"The first rule of managing a crisis: The top man answers the questions. That is the only reason you're here, that is the only reason I am talking to you. So, in ten minutes' time, you're giving a press conference where you'll order all your cheese products off the shelves. We need a split screen of that image with you looking strong -- wrong tie, get him a red tie -- then you'll apologize for any missteps and say the buck stops here."
Diane, as temporary counsel for the Guild and I presume Karpwell, now, finally steps up, because that is a world of legal issues. Of course, Eli doesn't care about that, because he's going to get sued either way, but as the lawyer in the room Diane wants to limit his vulnerability. They fight, it's ugly, it's in front of the clients, and this is the worst part:
"Diane, you're only here as window dressing. You're only here to keep us from getting subpoenaed."
Supernaturally calm in the face of that, Diane tries to explain that behind the images that are Eli's capital and reason for existence, there's a foundational truth -- a fundamental precept based in reality -- that he's ignoring. That Eli's arguing with gravity because he's more concerned with spin than the fates of this man and his company. But Eli is making the same argument: That without spin and containment, without the crisis to be managed, they won't have a company to represent and there won't even be a client to fight over.

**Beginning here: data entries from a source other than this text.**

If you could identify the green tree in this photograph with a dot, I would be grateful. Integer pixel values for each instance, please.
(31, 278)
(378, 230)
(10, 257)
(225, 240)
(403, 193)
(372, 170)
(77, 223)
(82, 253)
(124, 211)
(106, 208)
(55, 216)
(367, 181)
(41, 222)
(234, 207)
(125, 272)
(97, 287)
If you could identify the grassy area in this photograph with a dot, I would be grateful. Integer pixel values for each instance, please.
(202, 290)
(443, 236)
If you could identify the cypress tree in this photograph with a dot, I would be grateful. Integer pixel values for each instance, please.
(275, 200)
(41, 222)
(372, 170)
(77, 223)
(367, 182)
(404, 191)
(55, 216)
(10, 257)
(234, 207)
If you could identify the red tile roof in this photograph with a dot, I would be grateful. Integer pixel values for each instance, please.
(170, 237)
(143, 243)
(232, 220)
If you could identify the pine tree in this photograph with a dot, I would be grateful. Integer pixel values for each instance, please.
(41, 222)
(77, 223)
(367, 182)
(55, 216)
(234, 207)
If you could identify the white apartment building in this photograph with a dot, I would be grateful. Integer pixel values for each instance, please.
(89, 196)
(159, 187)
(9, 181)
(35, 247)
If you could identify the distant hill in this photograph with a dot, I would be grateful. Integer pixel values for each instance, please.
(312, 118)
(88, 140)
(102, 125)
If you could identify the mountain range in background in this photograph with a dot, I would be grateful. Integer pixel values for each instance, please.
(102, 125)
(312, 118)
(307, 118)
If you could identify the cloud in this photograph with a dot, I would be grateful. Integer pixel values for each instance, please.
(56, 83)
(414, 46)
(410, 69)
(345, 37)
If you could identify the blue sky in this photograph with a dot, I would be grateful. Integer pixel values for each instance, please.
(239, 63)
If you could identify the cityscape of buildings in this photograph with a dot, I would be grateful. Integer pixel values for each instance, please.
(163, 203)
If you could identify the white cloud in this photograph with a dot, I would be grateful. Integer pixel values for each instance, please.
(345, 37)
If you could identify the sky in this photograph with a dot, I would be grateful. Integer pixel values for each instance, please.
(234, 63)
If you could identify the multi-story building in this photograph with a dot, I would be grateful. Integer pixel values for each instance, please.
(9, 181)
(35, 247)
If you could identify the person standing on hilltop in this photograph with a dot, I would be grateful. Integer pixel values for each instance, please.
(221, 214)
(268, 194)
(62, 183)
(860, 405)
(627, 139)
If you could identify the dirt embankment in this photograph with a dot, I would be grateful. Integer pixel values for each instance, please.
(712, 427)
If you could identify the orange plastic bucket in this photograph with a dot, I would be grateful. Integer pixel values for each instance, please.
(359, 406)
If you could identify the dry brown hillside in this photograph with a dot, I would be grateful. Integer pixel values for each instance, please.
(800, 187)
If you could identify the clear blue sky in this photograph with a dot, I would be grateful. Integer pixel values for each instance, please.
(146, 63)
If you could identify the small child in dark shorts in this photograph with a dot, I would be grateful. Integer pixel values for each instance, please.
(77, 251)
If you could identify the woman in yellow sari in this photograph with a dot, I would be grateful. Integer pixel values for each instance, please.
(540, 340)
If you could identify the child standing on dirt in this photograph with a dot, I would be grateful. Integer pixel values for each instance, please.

So cross-apply to Alicia's story. It's interesting. You have a concern with image, saving the maybe blackened remains, and you have an equal concern to preserve the bottom line over the spin and performance. There's a fight to be had in the media, and there's a fight to be had in the future. Both have financial and personal outcomes, scary ones, but they're not compatible. Like Celeste, Eli is interested in selling authenticity rather than having it; offering perfect information to game a bigger board. And like Alicia, for the moment, Diane's more concerned with the real and the concrete; with saving what's worth saving.
Eli: "The images take precedent right now."
But Diane was right the first time: Which takes priority? Both. You can't have one or the other; you can't have one without the other. You can't be Alicia Florrick without both. But every time you change or copy the image, it degrades. That's generation loss: Pretty soon you're looking at a picture of a picture of a picture that doesn't even matter anymore. Taking those products off the shelves is the right thing to do, obviously, but Eli could care less about that. So the question, across the board so to speak, becomes: If you do an authentic thing for inauthentic reasons, what changes?